This tool allows you to create small dataset using Voxceleb data. You can define how many speakers or utterances you want in the train and the test. You can choose the number of test.
The main goal of the tool is to visualize vectors which are extracted from STKLIA for example. It also find the prototypes (from Interpretable machine learning) (this is the utterance that has the best representation of the data) and the criticisms (the utterance which are whether underrepresented or overrepresented). It reduces the vectors in the number of dimensions you want using UMAP (or UMAP and LDA or LDA). The plot that you obtains at the end show one color for each speaker and if you click on an utterance whether it plays the given utterance or it opens a new plot with the utterances of the speaker. Many things can be configured.
go to src/smallDatasetCreator and take a look at the README.md.

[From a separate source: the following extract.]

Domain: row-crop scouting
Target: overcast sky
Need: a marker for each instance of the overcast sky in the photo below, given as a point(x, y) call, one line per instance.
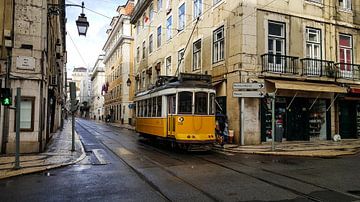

go to src/ and take a look at README.md
Just follow these steps:
pip install matplotlib
pip install PyAudio
pip install umap-learn
pip install tqdm
pip install pyaml
or just run:
pip install -r requirements.txt
you may also need : STKLIA and so Kaldi, PyTorch and Voxceleb.
Launch one of the two shell script in src/smallDatasetCreator and it will create a small dataset. For example:
bash speakersSelector.sh
You can check some infos about the new train or a test (change /Train by /TestX where X is the number of the test) by running:
python3 datasetInfo ../../toy_dataset/NewSet/Train/feats.scp
We train the STKLIA with the train of this small dataset (an example of config file is given in /toy_dataset/Exemple_speaker.cfg. We extract the vectors of the train. Then we extract vectors of test. The result will be like in "pretrained_models".
Now, you can configure /configs/config.yaml to use the vectors that you have extracted. Finally launch in src/:
python3 run.py --conf ../configs/config.yaml --mode reduction
And if you want to compare two tests or one test and the train you can by configuring /configs/compare.yaml and then running:
python3 run.py --conf ../configs/compare.yaml
You need to have save prototypes, criticisms and utterances with run.py.